Ryan Payton, the head of the game studio Camouflaj, has worked on the Metal Gear Solid and Halo series. He says he had to balance the financial rigours of game development with his personal desire to explore a mature topic while crafting the mobile game Republique, in which players take on the role of a hacker guiding a woman through a dystopia where individuality is banned.

“My end goal is to not only make enough money to keep the business going and our 25 employees well-fed,” says Payton. “It’s also that I know, through our game, we could touch millions – if not possibly tens of millions – of people in all parts of the world and get them to think seriously about surveillance infrastructures – whether they’re corporate or governmental.”

While indie games have long been the biggest sector of the industry that tackles sociopolitical topics such as diversity, personal freedom and mental health, developers at PAX Prime say that line of thinking has come to many mainstream games in recent years. They point to The Last of Us and The Walking Dead: The Game as examples of titles that have successfully taken such risks.

Toiya Kristen Finley, a writer who recently worked on a mobile game called Fat Chicken, which lightheartedly looks at the issue of factory farming, says the most difficult topic for game designers to confront has been sexual abuse. She chastised the PlayStation 3 game Beyond: Two Souls for limiting interactivity during a scene that dealt with a sexual assault at a bar.
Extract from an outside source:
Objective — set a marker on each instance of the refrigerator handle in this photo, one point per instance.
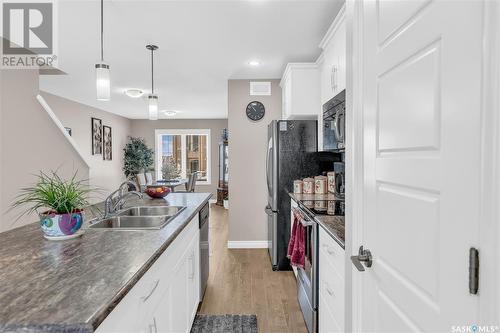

“I’m not saying you can’t have that content, but I think it’s a problem when it’s shortcut character development,” says Finely. “It’s often used to toughen a character up, but it just doesn’t work that way. When you experience trauma, it can take years of healing. It’s a long process. It’s disrespecting to the character and players who’ve been through that, as well.”

Ultimately, designers such as Qais Fulton, who has worked on such games as Crimson Dragon and Marlow Briggs and the Mask of Death, believes there's room in the cloud and on hard drives for all types of titles and hopes to bridge the divide between not-so-serious and more thoughtful games.

“I think the resistance to mature storytelling in games is coming from a place of concern,” says Fulton. “It doesn’t mean mature games preclude juvenile games.”